At present, air pollution is undoubtedly one of China’s most pressing public health issues. Northern China has experienced frequent and severe smog episodes since 2011, particularly in winter1. High concentrations of fine particulate matter (PM2.5) may not only cause substantially reduced visibility by scattering and absorbing sunlight but may also have detrimental effects on human health2. These severe smog episodes have been cause for unprecedented public concern regarding the health impacts of air pollution. To address this issue, the Chinese State Council released the “Atmospheric Pollution Prevention and Control Action Plan” on September 10, 2013 with the aim of reducing PM levels. Although many other industrialized countries have experienced severe air pollution problems in the past, including Belgium (Meuse Valley) in 19303, the United States (Pennsylvania) in 19484, and the United Kingdom (London) in 19525, the intensity and geographic extent of and number of people affected by the recent serious air pollution events in China are unprecedented.

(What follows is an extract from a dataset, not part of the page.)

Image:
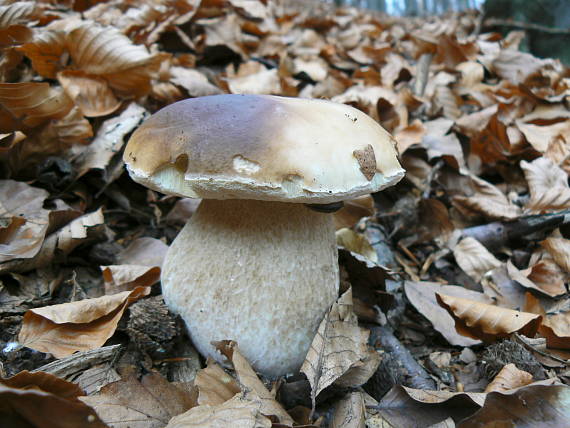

The smog that has been observed in China is a complex mixture of air pollutants that are present at high concentrations in a city or a region. This mixture includes such major components as particulate matter (PM; e.g., PM10 and PM2.5) and gaseous pollutants (e.g., nitrogen dioxide (NO2), carbon monoxide (CO), and sulfur dioxide (SO2))1, 6, 7. Many studies conducted worldwide have shown that short-term exposure to air pollution is associated with increased mortality and morbidity, especially due to cardiovascular and respiratory diseases; exacerbation of chronic respiratory conditions; and decreased lung function6,7,8,9. Although there existed a strong and useful body of evidence derived from research conducted in other countries, the exposure–response functions of other countries cannot simply be applied to the Chinese context because of differences in particulate composition and population characteristics. For example, in addition to the substantially higher PM2.5 concentrations in Chinese smog, the concentrations of SO2 and NO2 are now quite high as well1. Moreover, most Chinese studies on air pollution and mortality were conducted before 2010 and lacked PM2.5 data. Indeed, the consequences of China’s recent severe air pollution and smog episodes remain largely unknown.

The objective of this paper was to examine the acute effect of PM and gaseous pollutants on daily mortality rates in Jinan, a large urban city in eastern China. Daily ambient air pollutant, weather condition, and mortality data were systematically collected from 2011 to 2015. Obtaining such a large and up-to-date dataset allowed us to assess the effects of ambient air pollutants and weather conditions on mortality in the context of Chinese smog episodes.


Table 1 presents a summary of the daily air pollution concentrations and meteorological conditions in Jinan. The mean concentrations of PM10, PM2.5, SO2, and NO2 were 169 μg/m3, 100 μg/m3, 77 μg/m3, and 54 μg/m3, respectively

Table 1 Daily air pollutant levels and meteorological conditions in Jinan, China, 2011–2015.

The daily average counts of non-accidental, cardiovascular, and respiratory deaths are shown in Table 2. Data were obtained for the total of 209,321 deaths that were reported during the 5-year period between January 2011 and December 2015. During the study period, an average of 115 non-accidental deaths occurred each day, of which 65, 40 and 18 deaths were due to cardiovascular diseases, cerebrovascular and respiratory diseases, respectively. The daily mortality rate was higher for men than women and higher for people less than 65 years old than for those who were older than 65 years. The daily mortality rate exhibited a seasonal trend and was higher in the winter months than the summer months. The highest daily mortality rates were observed during smog episodes.

Table 2 Daily death counts by sex, age, season and cause of death in Jinan, China, 2011–2015.

Correlations were identified between different air pollutants and meteorological parameters, and the 5 pollutants were significantly correlated with each other (Table 3). Table 3 shows the mean values of the Spearman coefficients for the correlations between air pollutants and weather conditions in Jinan. Positive correlations were identified between PM10 PM2.5, SO2, and NO2. Temperature was negatively correlated with SO2 and PM10.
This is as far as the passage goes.